Increasingly, it does, and impressively well, so well that the average person probably doesn’t realize this is what it’s doing. When you ask one of these AIs to make an image for you, what you’re doing is asking what image the model predicts would show up captioned with your text. It’s the same sort of thing as asking an economist what their model predicts the unemployment rate will be when inflation goes up. The machine learning model is just way, way more complicated.
As a physicist, the first time I heard about this, I had von Neumann’s quote in the back of my head. Yes, these machines are dealing with a lot more data, from a much more complicated reality. They literally are trying to fit elephants, even elephants wiggling their trunks. Still, the sheer number of parameters seemed fishy here. And for a little bit things seemed even more fishy, when I learned about double descent.

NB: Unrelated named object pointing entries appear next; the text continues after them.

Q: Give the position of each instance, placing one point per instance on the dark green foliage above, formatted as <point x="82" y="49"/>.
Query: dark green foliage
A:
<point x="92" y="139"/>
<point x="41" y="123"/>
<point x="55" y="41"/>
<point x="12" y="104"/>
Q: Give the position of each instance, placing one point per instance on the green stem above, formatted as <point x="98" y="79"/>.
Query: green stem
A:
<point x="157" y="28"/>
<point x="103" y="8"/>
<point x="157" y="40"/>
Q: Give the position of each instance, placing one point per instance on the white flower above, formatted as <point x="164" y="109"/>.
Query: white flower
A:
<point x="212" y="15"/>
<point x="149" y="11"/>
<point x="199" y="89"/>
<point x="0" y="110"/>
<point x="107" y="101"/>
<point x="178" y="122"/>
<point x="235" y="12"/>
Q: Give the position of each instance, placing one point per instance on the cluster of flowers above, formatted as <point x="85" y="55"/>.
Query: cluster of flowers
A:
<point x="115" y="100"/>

Suppose you start increasing the number of parameters in your model. Initially, your model gets better and better. Your predictions have less and less error, your error descends. Eventually, though, the error increases again: you have too many parameters so you’re over-fitting, and your model is capturing accidents in your data, not reality.
In machine learning, weirdly, this is often not the end of the story. Sometimes, your prediction error rises, only to fall once more, in a double descent.
For a while, I found this deeply disturbing. The idea that you can fit your data, start overfitting, and then keep overfitting, and somehow end up safe in the end, was terrifying. The way some of the popular accounts described it, like you were just overfitting more and more and that was fine, was baffling, especially when they seemed to predict that you could keep adding parameters, keep fitting tinier and tinier fleas on the elephant’s trunk, and your predictions would never start going wrong. It would be the death of Occam’s Razor as we know it, more complicated explanations beating simpler ones off to infinity.
Luckily, that’s not what happens. And after talking to a bunch of people, I think I finally understand this enough to say something about it here.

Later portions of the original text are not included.